Those Who Love Me Can Take the Train (2000) - Synopsis

Those who love me can take the Train (2000)

A train. A beautiful spring day.

Someone looks out of the window: "Is it legal to transport a coffin in a private car?" Everyone falls silent. A Peugeot station wagon stands out now on the horizon across a wheat field, moving very fast parallel to the train and sometimes quite close to it. We see the driver's face. People wave to him, he disappears, seeming suddenly to veer off in secret little roads, only to reappear a bit farther on.

A moment of silence. Everyone eyes the bulky shadow in the rear of the car that blocks the windows and fills the space. All eyes are on Jean-Baptiste's coffin. Then a tunnel shuts them in, deafening and black.

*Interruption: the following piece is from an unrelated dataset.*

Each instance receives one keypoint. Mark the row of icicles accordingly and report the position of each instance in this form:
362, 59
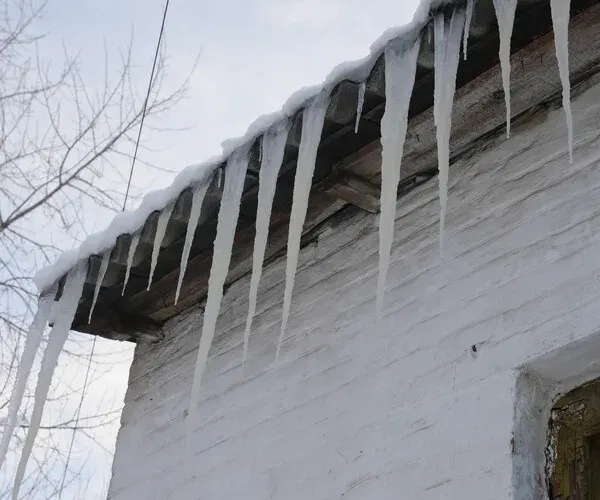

In the twilight of his life, before letting go and abandoning an existence that no longer amused him, a man said - a man who had always lived in Paris "I want to be buried in Limoges," although nothing awaited him there but a city to which he owed nothing and which knew nothing of him. He had said, as if apologizing for going into such distant exile "Those who love me can take the train."

Jean-Baptiste had been a painter and, like an old cat, he had lived several lives. He had painted, drawn, taught, going through major crises and so much doubt that one day he just stopped. Then he began again, better than before, more secret than before, to draw, to paint, and teach because he loved his students too much and they adored him. Boys and girls, all fascinated by this man, all sexually aroused by his presence.

He loved the boys, and that didn't bother the girls much, some were even charmed by it. He loved the boys immoderately, and nearly all of them had been in the snack bar at the Paris Austerlitz train station earlier that day, along with the girls who had married them.

Lovers were there, and lovers' lovers, ex-lovers' new wives, old friends, casual acquaintances, and the faithful. There would be the train trip, the dozing off, the uncontrollable giggles. At the end of the train, the provincial relatives sat in a stunned little bunch. Waiting for them was the big family home, haunted by this onslaught. All those Jean-Baptiste had taught to shine, who had grown in the light of his charm and in the astonishing rivalry that had sprung up among them.

Over and above their sadness, a wild, funny, marvelous adventure for the people who were now sipping the poisonous Austerlitz station coffee.

Jean-Baptiste's nephew, Jean-Marie, and his wife, Claire. He is an overgrown boy of 35, she seemed so frail, so provocative, shaky and strong. They split up a month or two ago, no one else knew that yet and this unforeseen journey has suddenly reunited them, as others looked on curiously.

Farther along, Francois, a former student of Jean-Baptiste's, now a burly man of 43 whom his old teacher had loved for a long time, a very long time and whose back he probably broke by constantly chiding him that it wasn't strong enough. And Louis, who is a little younger. Louis lives with Francois.

In the middle of the train, Bruno, a very young man, so young he hasn't been shaving for long and whom no one knows, an anguished 20 year-old, full of life and silence, an annoying and sensual enigma, a laughing boy who is as serious as hope itself.

This long day in the lives of all these people, is an important journey towards illumination. At first the idea of spending a say in Limoges leaves them irked, anxious and impatient. There's an impulse to get it over with fast, but that will soon subside, engulfed in the train's movement. A day when time stands still and grows meaningless.

The hostility of the first physical contact between Louis and Bruno, furtive, long, short, violent, who knows? and their unhoped for departure together. The sudden beauty of Claire who again falls asleep fully dressed in Jean-Marie's arms, their departure, together again too, appeased, paradoxical. François, who calmly confronts the loneliness he wanted and that he already knows will be unbearable.

What else?

Hostility, of course, and all these heartbreaks, which is just the other face of mourning. Occasional violence, and blows that will never be so lovingly dealt as here. What's most important to them all, to Jean-Marie, to Claire, Bruno, Louis: the magic of this journey will bring light and a little passion, a lot of laughter and pain, more lightness and a bit more self-knowledge. Grief here must show benefit, the harm done to others will be put right, and the sons will find their fathers again - their real ones, or the ones they prefer to invent, it doesn't matter which.

So what is the film? Two short days, like a gift bestowed by Jean-Baptiste, the man who has just passed on, and who charmed them so much.